The amendment, reported by the Senator from Caledonia, restores language the sponsor said had been intended when the legislature enacted cannabis tax and regulation: to dedicate a portion of sales tax revenue for grants to after‑school and summer programs administered through a statewide process and advised by an existing advisory committee. "We created the advisory committee to the secretary of education," the Senator from Caledonia said during floor remarks, describing the proposal as a fiscal vehicle to protect dedicated prevention funding and to allow nonprofits and LEAs to access grants.
Supporters said the special fund is a standard budgeting tool that will protect a fixed pot of prevention money and allow applications from community organizations in places where local school districts lack capacity to administer grants. "There are places where there are no after‑school programs; we want to open new slots," a sponsor of the amendment said, arguing a centralized grant process would reach underserved rural communities.
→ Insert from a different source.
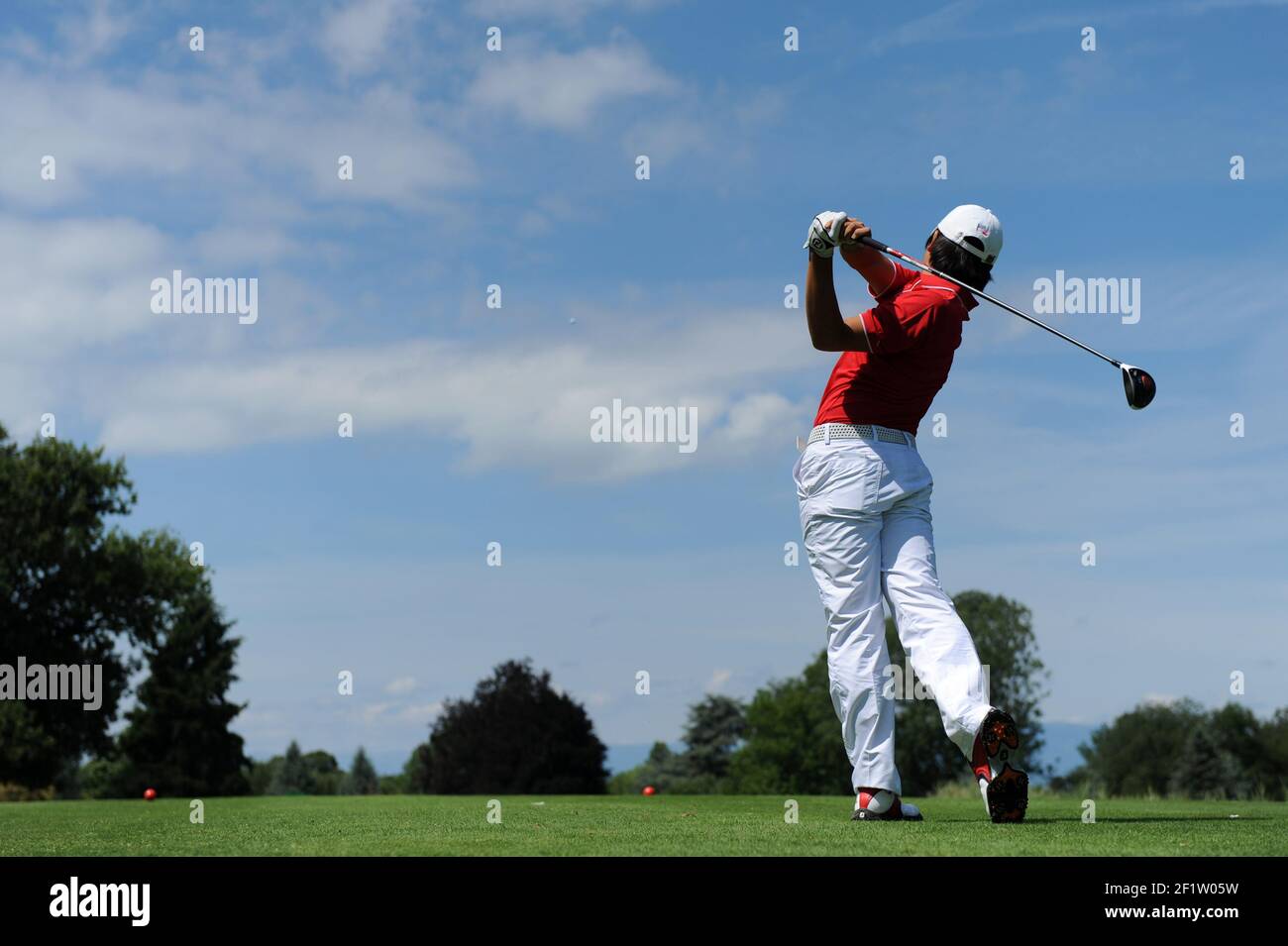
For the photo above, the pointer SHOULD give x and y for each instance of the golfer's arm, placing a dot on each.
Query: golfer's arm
(828, 330)
(872, 265)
Opponents — including the Senator from Chittenden Central, the Senator from Windsor and others — said the change effectively shifts decision‑making away from local school districts and risks diverting taxpayer dollars from the Education Fund. Concerns focused on whether nonprofits that receive grants would be subject to federal and state special‑education and public‑accommodations laws and whether the amendment represented a policy change rather than a technical budgeting fix. "This amendment seems like an answer to a problem that does not exist," the Senator from Chittenden Central said, adding that local control and existing LEA partnerships should be preserved.
Floor debate repeatedly returned to legal compliance: senators asked whether grant recipients would have to meet Section 504, the Americans with Disabilities Act and the Individuals with Disabilities Education Act requirements. The amendment adds language intended to require grantees to comply with public‑accommodation nondiscrimination rules, but several senators said they had preferred a fuller vetting by the Attorney General or Human Rights Commission on enforcement details.
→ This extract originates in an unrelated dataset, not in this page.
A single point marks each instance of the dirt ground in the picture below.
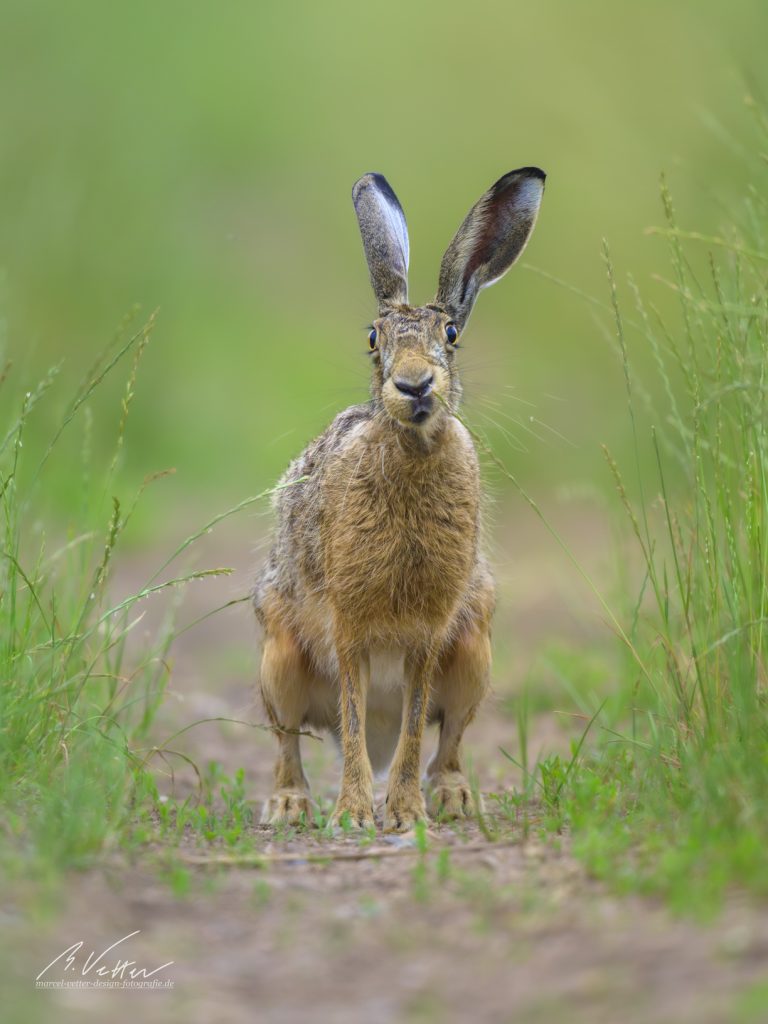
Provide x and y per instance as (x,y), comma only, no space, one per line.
(329,930)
The Senate first voted on adopting the Appropriations report as amended (recorded result announced as 18 yeas, 10 nays). Later roll‑call action to amend the bill as offered by the committee was reported as 21 yeas and 8 nays; following that result the Senate ordered third reading of H 839.
The floor record shows the Appropriations sponsor explaining several budgetary items connected to the bill, including a debt‑service transfer the sponsor described as freeing approximately $3,500,000 for the FY2025 base and language addressing flood‑related municipal payments and a $1,000,000 allocation for emergency motel housing. The sponsor also signaled intent to offer an amendment on emergency housing prior to third reading.
What’s next: The Senate ordered H 839 to third reading after the amendment passed; further amendments (including the housing amendment the sponsor mentioned) were signaled for consideration before the bill’s final passage.
Votes at a glance: The Senate recorded votes on the committee amendment and on amending the bill itself; the chamber announced counts of 18–10 (first recorded vote on adopting the committee report as amended) and 21–8 (final roll call reported for amending the bill).